Strictly speaking, RFC 3986 compatible URIs may only consist of ASCII characters; non-ASCII characters are represented by converting them to UTF-8 byte sequences, and performing percent encoding on the bytes. For example, the o-umlaut character is converted to the UTF-8 byte sequence ‘\xD3\xA7’, then percent encoded to ‘%D3%A7’. (Certain “reserved” ASCII characters must also be percent encoded when they appear in URI components.)

The function url-encode-url can be used to convert a URI string containing arbitrary characters to one that is properly percent-encoded in accordance with RFC 3986.

— Function: url-encode-url url-string

This function return a properly URI-encoded version of url-string. It also performs URI normalization, e.g., converting the scheme component to lowercase if it was previously uppercase.

To convert between a string containing arbitrary characters and a percent-encoded all-ASCII string, use the functions url-hexify-string and url-unhex-string:

— Function: url-hexify-string string &optional allowed-chars

This function performs percent-encoding on string, and returns the result.

If string is multibyte, it is first converted to a UTF-8 byte string. Each byte corresponding to an allowed character is left as-is, while all other bytes are converted to a three-character sequence: ‘%’ followed by two upper-case hex digits.
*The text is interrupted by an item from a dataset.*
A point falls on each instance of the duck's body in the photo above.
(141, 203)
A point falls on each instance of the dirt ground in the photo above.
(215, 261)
The allowed characters are specified by allowed-chars. If this argument is nil, the allowed characters are those specified as unreserved characters by RFC 3986 (see the variable url-unreserved-chars). Otherwise, allowed-chars should be a vector whose n-th element is non-nil if character n is allowed.

— Function: url-unhex-string string &optional allow-newlines

This function replaces percent-encoding sequences in string with their character equivalents, and returns the resulting string.

If allow-newlines is non-nil, it allows the decoding of carriage returns and line feeds, which are normally forbidden in URIs.